新たな船出
「…あの〜…やっぱり…私の船だけこんな豪華でいいんでしょうか?」
戸惑ってる植村大佐の目の前で桜木中将と薪少将が楽しげにチェスをしていた。
「元々、俺はこの船の副船長で、嬢ちゃん(桜木のこと)も副船長なんだから、別に変なことじゃないだろう?
それとも不満か?」
薪がニヤッと笑う。
「いえいえいえいえ!」
植村は慌てた。
「まあ、年の途中で人事を編成し直すのも面倒だろうからな」
薪はまたチャス盤に目をやった。
「それよりも問題なことがあるんだよね」
いつも不真面目な桜木らしくない真面目な様子で間に入ってきた。
「なんですか?」
植村が聞く。
「なんで監査官・み・な・ら・い・がこんなに乗船してるわけ?」
桜木はチャス盤に目をやったままだったが、明らかに『見習い』という言葉を強調していた。

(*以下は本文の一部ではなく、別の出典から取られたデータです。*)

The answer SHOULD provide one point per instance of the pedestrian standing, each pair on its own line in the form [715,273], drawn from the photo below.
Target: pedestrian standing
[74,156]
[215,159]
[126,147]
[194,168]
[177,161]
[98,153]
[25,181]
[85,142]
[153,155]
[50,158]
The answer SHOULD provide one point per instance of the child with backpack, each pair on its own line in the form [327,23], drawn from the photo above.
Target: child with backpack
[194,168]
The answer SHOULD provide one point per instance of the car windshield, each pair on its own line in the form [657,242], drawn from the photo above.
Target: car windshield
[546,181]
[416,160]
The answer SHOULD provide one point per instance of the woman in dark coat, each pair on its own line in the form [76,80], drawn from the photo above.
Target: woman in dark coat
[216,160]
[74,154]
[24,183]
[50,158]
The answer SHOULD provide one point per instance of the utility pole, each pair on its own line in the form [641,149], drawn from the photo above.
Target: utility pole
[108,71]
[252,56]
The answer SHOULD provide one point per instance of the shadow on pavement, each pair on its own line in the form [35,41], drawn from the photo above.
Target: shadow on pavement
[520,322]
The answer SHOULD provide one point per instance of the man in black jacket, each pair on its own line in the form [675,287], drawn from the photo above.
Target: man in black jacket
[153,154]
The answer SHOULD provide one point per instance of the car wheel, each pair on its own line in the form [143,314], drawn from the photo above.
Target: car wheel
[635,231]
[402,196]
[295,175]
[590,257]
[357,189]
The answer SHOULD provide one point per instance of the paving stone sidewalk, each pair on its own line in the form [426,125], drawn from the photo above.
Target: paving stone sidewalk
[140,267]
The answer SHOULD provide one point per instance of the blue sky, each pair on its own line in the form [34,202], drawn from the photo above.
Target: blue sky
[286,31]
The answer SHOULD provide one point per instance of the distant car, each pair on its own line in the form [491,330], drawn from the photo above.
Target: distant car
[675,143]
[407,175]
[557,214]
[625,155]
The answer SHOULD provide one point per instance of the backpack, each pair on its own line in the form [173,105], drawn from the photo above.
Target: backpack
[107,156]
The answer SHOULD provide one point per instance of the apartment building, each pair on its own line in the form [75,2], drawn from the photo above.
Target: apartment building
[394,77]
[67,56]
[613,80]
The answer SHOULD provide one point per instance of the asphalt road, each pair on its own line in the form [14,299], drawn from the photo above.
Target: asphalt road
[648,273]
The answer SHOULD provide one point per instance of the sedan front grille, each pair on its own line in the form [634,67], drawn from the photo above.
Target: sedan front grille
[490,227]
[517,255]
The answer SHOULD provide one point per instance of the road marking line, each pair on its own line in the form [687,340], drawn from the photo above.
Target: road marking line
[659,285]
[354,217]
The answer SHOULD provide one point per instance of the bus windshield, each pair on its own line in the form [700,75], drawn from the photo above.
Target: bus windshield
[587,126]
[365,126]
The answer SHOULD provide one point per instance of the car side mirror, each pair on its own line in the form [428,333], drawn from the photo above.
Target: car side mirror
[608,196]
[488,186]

長年敵視されてきたカイル国とのことが落ち着いたここリアン国。
カイルは今、王の座を巡り現王とその王に捨てられた伊竜が戦っている。
言わば、今は国内のことで精一杯で敵国に目をやってる場合ではないのがカイルの実情だった。
そしてカイル国との戦いが終わるのを見届けた監査官の代わりに、来年の監査官候補6人が乗船していた。
「監査官を育成するなら監査対象のいる桜木中将が乗った船が一番と志摩主任が結論付けたんです」
ムッとした様子で石本監査官見習いが答えた。
桜木は服装も言動も海軍には相応しくないのに中将をしている。
それどころか大将候補だ。
ちなみにリアンの海軍は中将5人と大将は3人しか枠がない。
「ふーん」
『見習い』と強調したわりには興味無さそうな桜木。
「とにかく、監査本部としてはあなたが大将になる前に大将に相応しい人間になってもらう必要があります。
見習いと言えど容赦はしませんからね!」
九条監査官見習いの勢いは良かった。
「あっそ」
そう答えた桜木の今日の服装は白の半袖シャツとデニムの短パンだった。